黄蓉没回答。她把信纸压进袖袋里,推门出去,走到院子当中,抬头看了看北边的天。
天色是正常的晴天,干净,没有异样。
但她想到王仙芝那句话——三百里外送来一根手指,已是极限。
那守着召血镜的东西,距离陈砚舟,只有断戈原的三里地。
她站了一会儿,转身进屋,把包袱翻开,把两瓶药、一卷备用的布条、还有一块硬饼塞进去,然后顿了顿,把那瓶最小的瓷瓶拿出来,单独压在枕头底下。
那是陈砚舟出发前留给她的,说是解火麟之毒用的。
留给她,说明他走的时候,没打算动这个。
黄蓉把枕头压平整,出了门。
“温华,备马。”
陈砚舟在北凉前哨营找到徐凤年的时候,后者正站在帅帐外,盯着一张铺开在木架上的舆图发呆。
“信送到了?”陈砚舟开门见山。
徐凤年没有回头。
“姜泥腿脚快,送信这事她最拿手。”他侧过脸,打量了一下陈砚舟,“你找我,不是来道谢的。”

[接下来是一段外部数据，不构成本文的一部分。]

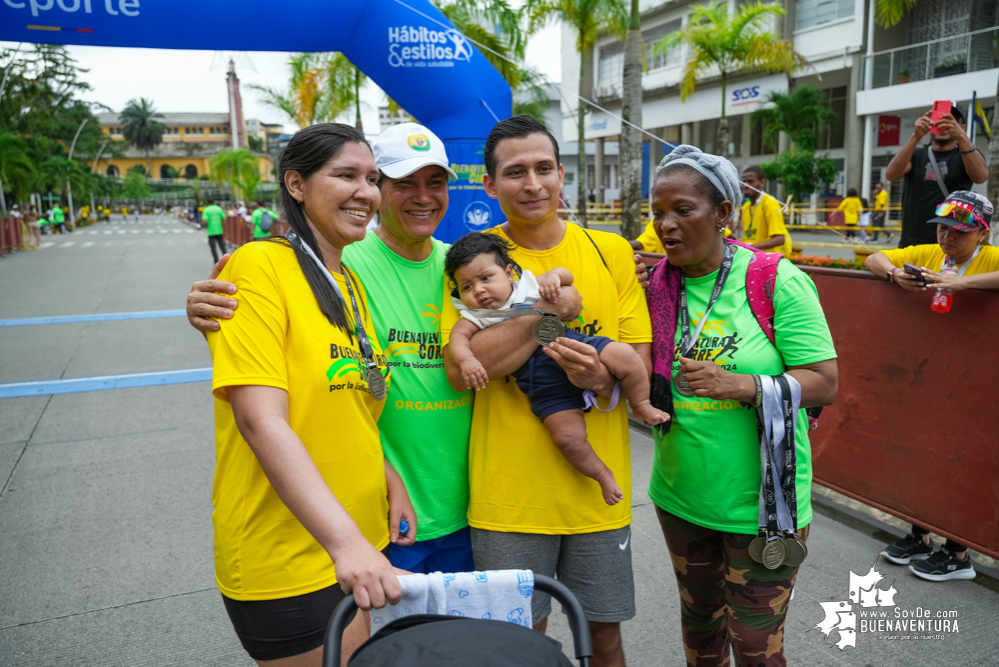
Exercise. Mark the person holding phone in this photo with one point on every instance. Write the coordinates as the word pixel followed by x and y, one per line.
pixel 962 225
pixel 955 165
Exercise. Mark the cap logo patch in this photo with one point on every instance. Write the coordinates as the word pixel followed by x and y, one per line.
pixel 419 142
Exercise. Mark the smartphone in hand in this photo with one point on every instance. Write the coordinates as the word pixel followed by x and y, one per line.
pixel 940 109
pixel 915 272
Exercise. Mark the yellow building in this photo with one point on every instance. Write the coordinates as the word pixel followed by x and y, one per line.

“不是。”陈砚舟走到舆图边,手指落在断戈原的位置上,“我需要一个人在外面等着。”
徐凤年沉默了一拍。
“你要进去。”
“嗯。”
“王仙芝告诉你召血镜的位置,你打算自己进北莽王帐,把镜子毁了。”徐凤年把这句话说得很平,没有疑问的语气,只是陈述,“然后需要我在外面——做什么?”
“守着退路。”陈砚舟说,“我进去,他们的注意力全在我身上。如果出不来,我需要有人能把消息带出去。”
“带给谁?”
“带给我师父,带给黄药师。”陈砚舟顿了顿,“告诉他们我死在哪儿,让他们别来找。”